Mientras seguíamos en la búsqueda de un lugar para merendar nos cruzamos con locales de marcas prohibitivas como Hermes y Prada, y algunas más populares como Zara y H&M. Cuando ya estábamos perdiendo las esperanzas divisamos en el primer piso de una galería comercial un cartel que decía “Bene café”. Sin dudarlo, hacia ahí enfilamos encontrándonos con una cafetería que tenía “un no sé qué” que nos recordó a los cafés occidentales; tal vez el hecho que la proporción de turistas occidentales fuese mucho mayor que en otros sitios puede haber contribuido a esa impresión. La felicidad fue plena al ver que quedaba una mesa libre con dos sillas acolchonadas!!! Placer total tomar un capuccino con tiramisu en ese lugar tan acogedor sentados en silla tan cómodas luego de apenas haber picado algunas galletitas y maní en todo el día.
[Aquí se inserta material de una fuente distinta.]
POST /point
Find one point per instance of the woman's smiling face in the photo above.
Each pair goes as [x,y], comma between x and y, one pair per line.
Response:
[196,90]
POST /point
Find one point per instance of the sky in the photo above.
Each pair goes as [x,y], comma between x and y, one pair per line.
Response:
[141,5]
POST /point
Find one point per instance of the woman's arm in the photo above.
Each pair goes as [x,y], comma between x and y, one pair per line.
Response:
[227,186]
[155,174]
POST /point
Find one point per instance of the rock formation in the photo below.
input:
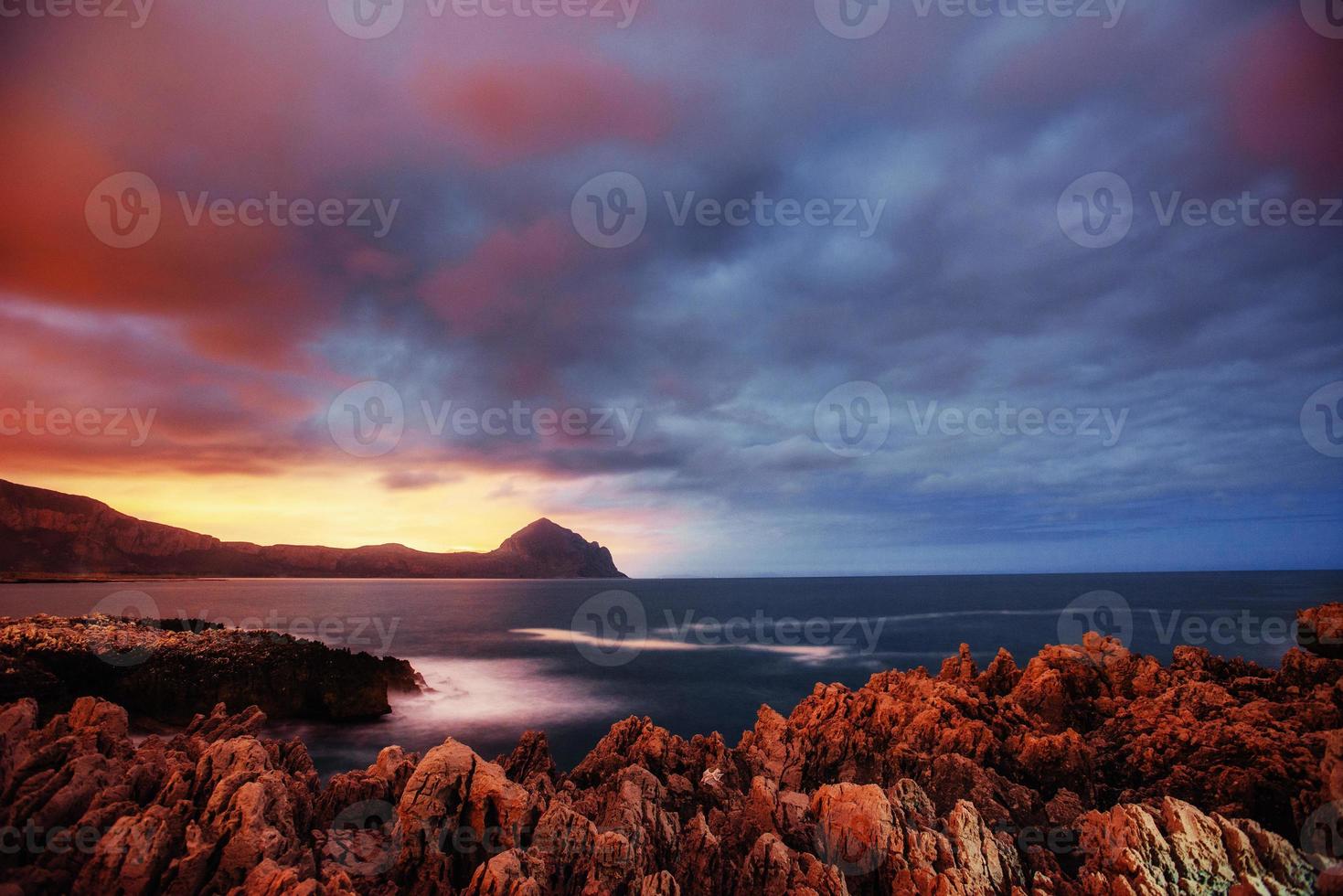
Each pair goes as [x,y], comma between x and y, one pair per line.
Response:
[1093,772]
[48,534]
[172,669]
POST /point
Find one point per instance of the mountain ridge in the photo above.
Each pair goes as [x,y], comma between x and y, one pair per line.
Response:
[53,534]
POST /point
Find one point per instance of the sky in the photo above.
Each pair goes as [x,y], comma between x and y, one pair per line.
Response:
[424,272]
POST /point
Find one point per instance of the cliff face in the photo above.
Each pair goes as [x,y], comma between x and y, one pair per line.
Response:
[46,532]
[1093,772]
[172,669]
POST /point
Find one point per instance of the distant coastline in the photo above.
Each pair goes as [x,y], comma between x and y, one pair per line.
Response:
[48,535]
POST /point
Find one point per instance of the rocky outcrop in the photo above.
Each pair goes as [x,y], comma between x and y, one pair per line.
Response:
[48,534]
[1093,772]
[172,669]
[1320,630]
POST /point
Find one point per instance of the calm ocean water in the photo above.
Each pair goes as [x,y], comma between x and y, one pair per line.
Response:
[501,658]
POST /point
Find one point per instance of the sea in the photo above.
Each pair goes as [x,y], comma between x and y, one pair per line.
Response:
[572,657]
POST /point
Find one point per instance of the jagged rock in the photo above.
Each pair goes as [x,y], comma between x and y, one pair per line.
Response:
[174,669]
[1090,773]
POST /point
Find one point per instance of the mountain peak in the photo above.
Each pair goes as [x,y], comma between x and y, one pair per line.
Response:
[51,534]
[561,552]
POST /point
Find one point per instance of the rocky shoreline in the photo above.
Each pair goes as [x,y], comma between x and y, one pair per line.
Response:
[1093,772]
[168,670]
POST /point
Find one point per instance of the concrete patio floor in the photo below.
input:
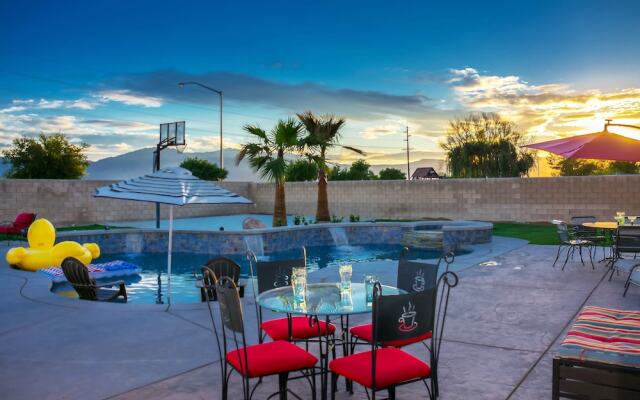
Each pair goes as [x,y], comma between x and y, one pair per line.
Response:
[503,324]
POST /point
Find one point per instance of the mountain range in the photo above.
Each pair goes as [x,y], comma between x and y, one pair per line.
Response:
[140,162]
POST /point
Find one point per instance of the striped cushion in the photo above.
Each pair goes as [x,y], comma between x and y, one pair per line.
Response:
[604,335]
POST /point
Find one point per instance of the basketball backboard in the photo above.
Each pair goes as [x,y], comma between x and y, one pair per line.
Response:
[172,134]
Como es habitual en China, las mesas vecinas pueden ser una interesante fuente de entretenimiento o al menos el escenario de  un  estudio sociológico. A muy corta distancia teníamos dos chicas adolescentes sentadas frente a dos grandes copones repleto de algo que parecía un smoothie de té verde con lluvia de hojuelas de chocolate y un copete de crema, y una bollería. Sin exagerar estuvieron 15 minutos sacando fotos a la comida desde distintos ángulos, y pasándose los celulares para sacarse fotos entre sí. Los que teníamos al lado estuvieron casi todo el tiempo con la mirada fija en los respectivos celulares casi sin intercambiar palabras; tal vez estaban chateando entre sí… Luego de tantos días por estos lares aún me sorprendía el excesivo uso del celular al menos en los lugares públicos. Muchos parecían viajar en el subte, e incluso ir caminando como si estuvieran hipnotizados con la mirada fija en estos dispositivos electrónicos con pantallas extra grandes. Los hemos visto intercambiar mensajes de texto, sacar todo tipo de fotos -muuuchas selfies-, jugar a algo similar a un “Candy crush”, leer  e incluso mirar telenovelas.

Fue sin dudas una parada muy entretenida, reparadora y sabrosa... Mirando hacia atrás sólo podemos decir qué suerte que Starbucks y Mc Café estaban llenos, sino nunca hubiésemos conocido este otro café en el que nos sentimos muy cómodos!!!